Video: What To Do With Skim Milk

Video: What To Do With Skim Milk
Video: How to make Skimmed milk at Home: Steps to remove fat from milk | Skim milk recipe 2024, November
What To Do With Skim Milk
What To Do With Skim Milk
Anonim

When you buy fresh milk from the store, it has gone through a complex processing process. After being mechanically purified, it is pasteurized at 98 degrees Celsius, whereby the residual microflora dies.

Therefore, purchased milk has a longer shelf life than milk produced and stored at home. The production gives us a greater guarantee of quality and, above all, cleanliness.

However, in rare cases, part of the microflora remains or re-develops. This would happen if the purchased milk is stored in a warm place. Thus, the surviving elements develop and eventually spoil the milk. They are not dangerous.

A cup of milk
A cup of milk

However, if they have developed, due to too long a period of stay in the refrigerator, and especially if there is a putrid odor and bad appearance, then the milk really should be discarded.

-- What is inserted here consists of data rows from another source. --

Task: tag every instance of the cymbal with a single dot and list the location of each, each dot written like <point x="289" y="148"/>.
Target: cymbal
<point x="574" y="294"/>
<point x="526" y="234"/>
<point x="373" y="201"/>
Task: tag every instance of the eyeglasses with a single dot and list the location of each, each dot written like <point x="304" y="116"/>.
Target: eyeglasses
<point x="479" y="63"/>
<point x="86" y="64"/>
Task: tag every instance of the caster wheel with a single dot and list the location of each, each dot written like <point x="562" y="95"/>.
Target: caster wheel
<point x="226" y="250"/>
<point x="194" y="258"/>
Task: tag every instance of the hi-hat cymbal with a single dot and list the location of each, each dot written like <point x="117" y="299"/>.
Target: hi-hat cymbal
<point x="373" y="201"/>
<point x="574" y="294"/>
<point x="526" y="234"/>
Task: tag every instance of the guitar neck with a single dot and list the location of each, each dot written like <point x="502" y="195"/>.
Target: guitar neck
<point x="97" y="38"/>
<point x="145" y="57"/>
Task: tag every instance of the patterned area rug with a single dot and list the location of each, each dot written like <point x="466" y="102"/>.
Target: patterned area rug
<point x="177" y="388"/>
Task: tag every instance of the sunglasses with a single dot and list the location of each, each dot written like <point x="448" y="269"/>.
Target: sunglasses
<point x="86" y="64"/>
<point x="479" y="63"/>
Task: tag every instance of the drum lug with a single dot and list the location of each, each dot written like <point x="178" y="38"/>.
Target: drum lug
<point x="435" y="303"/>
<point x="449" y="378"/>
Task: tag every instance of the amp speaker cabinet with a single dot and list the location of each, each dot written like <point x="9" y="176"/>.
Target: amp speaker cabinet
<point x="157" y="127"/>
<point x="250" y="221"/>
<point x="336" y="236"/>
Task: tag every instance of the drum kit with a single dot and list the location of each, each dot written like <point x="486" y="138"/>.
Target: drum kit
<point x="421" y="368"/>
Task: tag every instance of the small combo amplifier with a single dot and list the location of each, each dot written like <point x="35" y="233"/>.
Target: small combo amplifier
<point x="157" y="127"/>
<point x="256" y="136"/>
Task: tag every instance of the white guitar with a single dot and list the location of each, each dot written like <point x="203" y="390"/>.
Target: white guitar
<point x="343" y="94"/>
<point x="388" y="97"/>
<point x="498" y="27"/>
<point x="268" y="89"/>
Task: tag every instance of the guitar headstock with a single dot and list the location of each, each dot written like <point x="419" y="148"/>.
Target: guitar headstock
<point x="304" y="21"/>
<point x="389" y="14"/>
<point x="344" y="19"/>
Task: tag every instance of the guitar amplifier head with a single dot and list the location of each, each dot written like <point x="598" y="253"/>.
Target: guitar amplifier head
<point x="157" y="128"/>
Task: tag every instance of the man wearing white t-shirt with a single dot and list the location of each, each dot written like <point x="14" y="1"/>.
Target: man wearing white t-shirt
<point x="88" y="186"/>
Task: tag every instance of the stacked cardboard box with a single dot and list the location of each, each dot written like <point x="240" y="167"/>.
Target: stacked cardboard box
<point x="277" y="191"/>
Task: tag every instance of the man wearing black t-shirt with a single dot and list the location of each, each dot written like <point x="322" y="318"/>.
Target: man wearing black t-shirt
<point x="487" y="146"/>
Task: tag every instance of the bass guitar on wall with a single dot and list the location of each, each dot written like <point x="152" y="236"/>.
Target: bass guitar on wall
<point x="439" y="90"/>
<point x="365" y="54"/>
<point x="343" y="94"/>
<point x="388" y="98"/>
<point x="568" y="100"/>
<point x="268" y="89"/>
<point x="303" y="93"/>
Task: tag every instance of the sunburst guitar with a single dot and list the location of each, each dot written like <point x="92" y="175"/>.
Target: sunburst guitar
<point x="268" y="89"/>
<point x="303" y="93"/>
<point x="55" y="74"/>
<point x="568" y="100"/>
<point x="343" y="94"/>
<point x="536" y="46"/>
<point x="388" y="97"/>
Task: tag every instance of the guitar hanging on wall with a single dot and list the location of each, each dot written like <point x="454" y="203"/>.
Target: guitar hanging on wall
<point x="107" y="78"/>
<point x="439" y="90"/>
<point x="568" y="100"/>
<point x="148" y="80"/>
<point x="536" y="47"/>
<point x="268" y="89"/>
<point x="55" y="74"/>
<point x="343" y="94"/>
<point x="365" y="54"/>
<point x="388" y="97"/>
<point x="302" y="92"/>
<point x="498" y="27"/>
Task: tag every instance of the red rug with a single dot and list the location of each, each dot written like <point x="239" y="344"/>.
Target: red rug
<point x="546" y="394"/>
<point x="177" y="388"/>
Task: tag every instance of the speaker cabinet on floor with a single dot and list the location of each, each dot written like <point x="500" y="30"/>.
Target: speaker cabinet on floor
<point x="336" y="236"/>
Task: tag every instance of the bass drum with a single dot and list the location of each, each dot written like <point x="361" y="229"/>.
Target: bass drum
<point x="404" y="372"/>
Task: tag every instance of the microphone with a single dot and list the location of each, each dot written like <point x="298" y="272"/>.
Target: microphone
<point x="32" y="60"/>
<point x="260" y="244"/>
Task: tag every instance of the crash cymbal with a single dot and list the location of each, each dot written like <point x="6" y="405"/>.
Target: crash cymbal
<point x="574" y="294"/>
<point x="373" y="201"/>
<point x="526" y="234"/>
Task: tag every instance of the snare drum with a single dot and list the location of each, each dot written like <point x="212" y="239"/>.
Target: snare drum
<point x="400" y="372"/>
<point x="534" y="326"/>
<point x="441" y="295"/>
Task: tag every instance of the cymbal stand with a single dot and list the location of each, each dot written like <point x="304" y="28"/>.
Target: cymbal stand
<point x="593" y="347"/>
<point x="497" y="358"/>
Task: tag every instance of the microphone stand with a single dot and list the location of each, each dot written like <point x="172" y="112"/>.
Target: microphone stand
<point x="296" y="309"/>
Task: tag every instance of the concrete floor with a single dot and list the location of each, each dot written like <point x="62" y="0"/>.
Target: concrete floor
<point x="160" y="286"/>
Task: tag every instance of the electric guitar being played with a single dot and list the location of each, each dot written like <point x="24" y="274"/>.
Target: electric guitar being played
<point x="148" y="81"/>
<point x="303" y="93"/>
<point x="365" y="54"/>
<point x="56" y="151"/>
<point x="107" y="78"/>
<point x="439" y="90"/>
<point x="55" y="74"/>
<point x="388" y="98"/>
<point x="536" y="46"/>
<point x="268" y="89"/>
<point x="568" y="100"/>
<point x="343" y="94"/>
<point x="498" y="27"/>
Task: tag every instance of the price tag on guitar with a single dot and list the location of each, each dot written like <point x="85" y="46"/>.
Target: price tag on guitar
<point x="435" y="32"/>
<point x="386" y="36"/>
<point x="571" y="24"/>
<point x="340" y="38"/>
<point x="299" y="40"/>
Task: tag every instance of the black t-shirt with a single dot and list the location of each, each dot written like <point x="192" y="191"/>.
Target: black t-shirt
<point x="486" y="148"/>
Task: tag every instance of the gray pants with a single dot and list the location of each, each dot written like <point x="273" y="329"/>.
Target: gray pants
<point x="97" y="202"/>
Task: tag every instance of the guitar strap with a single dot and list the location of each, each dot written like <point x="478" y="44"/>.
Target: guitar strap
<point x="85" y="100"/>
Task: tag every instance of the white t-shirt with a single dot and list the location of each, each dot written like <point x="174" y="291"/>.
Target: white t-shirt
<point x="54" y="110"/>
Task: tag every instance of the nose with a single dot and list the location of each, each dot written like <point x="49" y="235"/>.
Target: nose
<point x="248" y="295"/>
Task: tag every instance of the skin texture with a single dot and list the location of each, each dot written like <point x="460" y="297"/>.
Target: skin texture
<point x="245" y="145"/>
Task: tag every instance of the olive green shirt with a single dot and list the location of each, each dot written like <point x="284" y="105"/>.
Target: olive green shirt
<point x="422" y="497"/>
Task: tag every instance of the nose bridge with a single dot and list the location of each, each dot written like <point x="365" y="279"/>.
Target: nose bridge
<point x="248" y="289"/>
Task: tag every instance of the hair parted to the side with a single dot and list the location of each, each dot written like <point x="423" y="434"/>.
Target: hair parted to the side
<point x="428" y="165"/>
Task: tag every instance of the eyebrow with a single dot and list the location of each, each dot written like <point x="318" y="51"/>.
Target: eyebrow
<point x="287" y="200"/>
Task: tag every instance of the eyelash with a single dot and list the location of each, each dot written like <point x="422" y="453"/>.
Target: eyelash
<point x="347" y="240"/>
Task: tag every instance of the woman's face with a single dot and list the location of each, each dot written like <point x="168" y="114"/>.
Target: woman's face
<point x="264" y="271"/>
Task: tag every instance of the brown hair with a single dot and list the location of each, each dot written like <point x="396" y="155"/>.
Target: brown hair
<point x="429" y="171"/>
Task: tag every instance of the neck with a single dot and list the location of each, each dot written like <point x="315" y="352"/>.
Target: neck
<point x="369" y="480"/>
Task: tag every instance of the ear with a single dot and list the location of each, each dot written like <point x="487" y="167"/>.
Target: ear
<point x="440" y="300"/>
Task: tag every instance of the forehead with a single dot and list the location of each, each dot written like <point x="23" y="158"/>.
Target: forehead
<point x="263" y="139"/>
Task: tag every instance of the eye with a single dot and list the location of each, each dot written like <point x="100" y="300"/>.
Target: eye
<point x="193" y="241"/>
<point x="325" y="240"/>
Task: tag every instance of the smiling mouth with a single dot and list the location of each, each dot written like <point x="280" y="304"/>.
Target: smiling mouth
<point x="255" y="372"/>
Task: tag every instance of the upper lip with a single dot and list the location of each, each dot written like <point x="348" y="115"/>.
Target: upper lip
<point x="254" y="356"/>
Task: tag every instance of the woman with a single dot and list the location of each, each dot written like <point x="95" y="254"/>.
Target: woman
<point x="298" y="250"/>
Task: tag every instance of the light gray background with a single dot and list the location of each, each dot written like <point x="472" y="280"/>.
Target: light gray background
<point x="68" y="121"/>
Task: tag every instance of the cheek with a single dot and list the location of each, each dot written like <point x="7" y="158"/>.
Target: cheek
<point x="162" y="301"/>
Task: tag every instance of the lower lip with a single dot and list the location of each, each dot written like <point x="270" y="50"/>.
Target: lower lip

The difference is that while the surviving bacteria in the recently pasteurized milk are mostly "wild" lactic acid from our environment, in the latter case the culprits for spoilage are pathological microorganisms that are dangerous to our health.

Crossed Milk
Crossed Milk

When the milk bought from the store, pasteurized and properly stored, within the expiration date of the package, is cut off, but there is no bad smell and taste, but only slightly sour, you can safely not throw it away and use it. From it you can make cottage cheese, make dough, pancakes, toppings and more. The bacteria that develop in it are the ones that normally ferment the milk.

However, it is very important to know that such procedures are not done with homemade milk. Homemade milk, stored for more than 3-4 days in the refrigerator, begins to spoil. And accordingly, it must be discarded.

Store-bought milk can be valid for up to 10 days if stored in the refrigerator. When using it, then close it tightly. It does not even need to be boiled. At home, even if you cook it, you can not be one hundred percent sure that it does not contain bacteria resistant to high temperatures. In this way you kill only the most active part of them.

If you start transferring the purchased milk to your containers, you will infect it with bacteria that normally inhabit the surface of the pots. The same will happen even from the air.